After lunch, came the last panel of the day, one on Media Output: The Effect of Media Consolidation on Programming Diversity. Leo Henning, the VP and GM of WGEM radio and television in Quincy, Illinois, spoke about the benefits of media consolidation in Quincy. I remain skeptical; consolidation tends to put more and more media consumers in a network ghetto. Leo did put taste his shoelaces during the Q&A; when he remarked the decision for media content rests on the editors, not the owners. (I forget: Who hires the editors?)
Ed Marszewski, of Lumpen magazine and Select Media and VersionFest fame, was in my opinion the star of the panel. His forthrightness felt a bit out of place, but overall it proved to be much more of an asset than a liability. He remarked that if you have a narrow media system, you can "Kiss your democracy goodbye!" He followed up on an audience suggestion that Michael Powell's presence on the FCC Commission may prove to be a conflict of interest since his father is secretary of state (the confilct of interest involves favorable media coverage of the war). Ed offered the suggestion that citizens should work with attorneys at Northwestern University School of Law to begin impeachment proceedings.
Tom Carpenter, the National Director for AFTRA's news and broadcasting division, spoke next. As loquacious as I've been for everyone else, I must admit that I can't remember anything offhand from Tom's remarks offhand. My apologies, Tom.
Sherman Kizart of the Black Broadcasters Alliance was next. Sherman made the point that black-owned and black-run media was influential in campaigns of black politicians. Without WVON radio, there wouldn't have been a Harold Washington. (Ed followed up with this by saying that without a right-wing media machine, there wouldn't have been a George W. Bush.)

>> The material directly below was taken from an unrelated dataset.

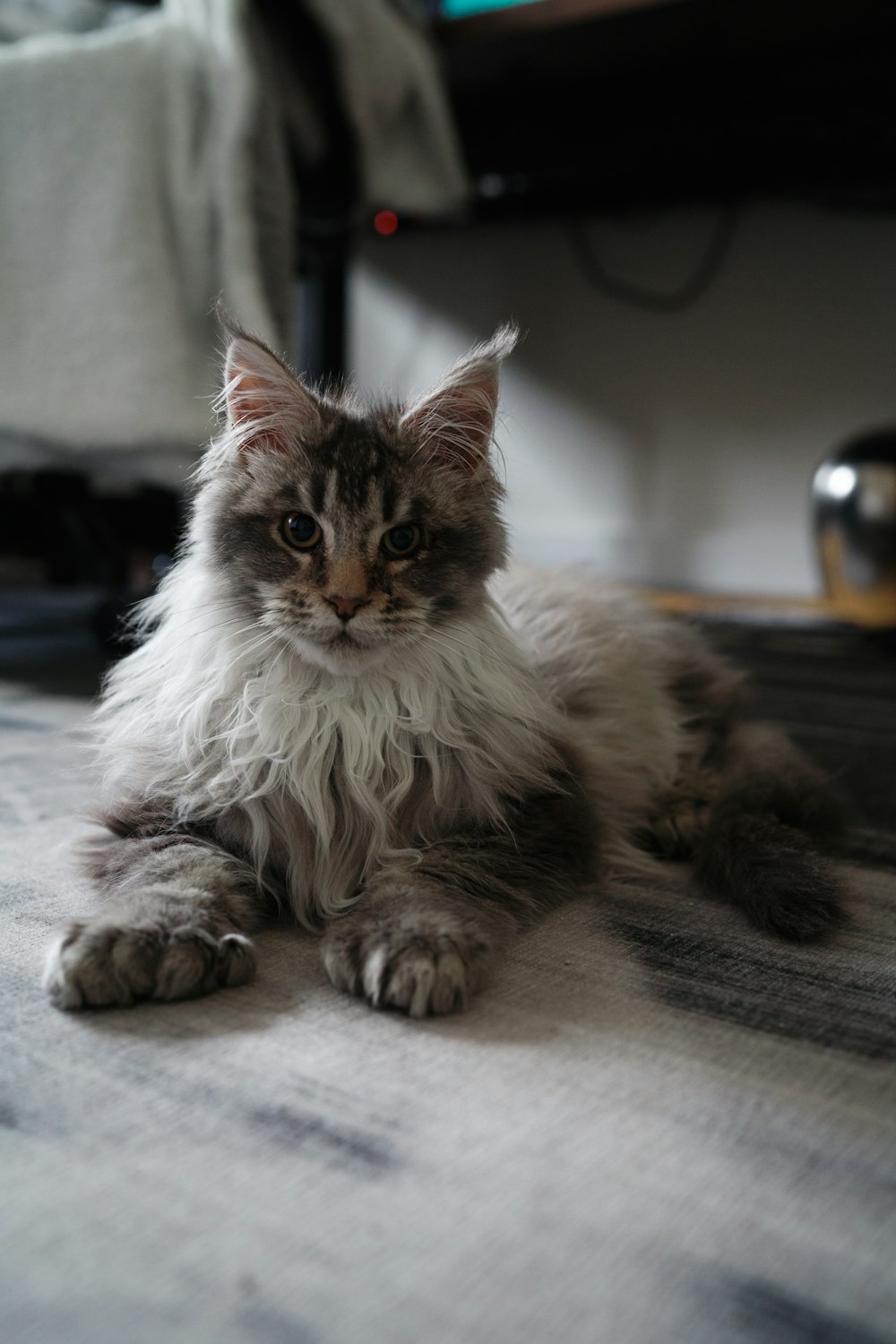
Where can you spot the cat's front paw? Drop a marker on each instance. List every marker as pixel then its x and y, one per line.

Then came Zemira Jones, president and general manager of ABC Radio Chicago, and a self-described "principled advocate of deregulation." He was the second biggest punching bag of the day, as most of the questions during the subsequent Q&A; period were addressed to him. Jones handled the most pointed questions heard that day, and he handled the questions cooly, usually but just ignoring or sidestepping the issues, among them:
Why isn't a camera crew from WLS here?
Why does Disney (which owns ABC) use third-world sweatshop labor for its products? (You won't see John Stossel touch that with a ten-foot pole.)
Why does ABC have to resort to using commericials?
To his credit, Jones offered a standing invitation to the audience to discuss these and other media issues. 190 North State St., 8th Floor. Or you can contact him electronically. Perhaps someone should organize a video shoot, perhaps create another Roger and Me. (Zemira and Me?)
Last was Jeff Holmes of Street Level Youth Media, referred to affectionately during the Q&A; by moderator Karen Young as the "quiet Beatle". Jeff's panel time was the shortest of all the panelists (he finished before his time expired). I spoke with him one-on-one after the forum ended and he struck me as knowledgeable and articulate. Perhaps not one for public speaking?
The longest question of the day was asked by the gentleman who sat right behind me asked the panel to grade the media's performance of fulfilling the FCC's mandate, from A to F. I swear it probably took about 15 minutes for all of the panelists to discuss the matter in turn and answer the question. The grades varied from A to F, depending on how corporate you were. Jones and Henning gave grades of A and B respectively. Tom gave a grade of an F, if I recall.
All in all, a most informative and uplifting afternoon. My kudos to Northwestern University School of Law and the organizers. Let's do this again after the FCC vote happens in June. We may need to.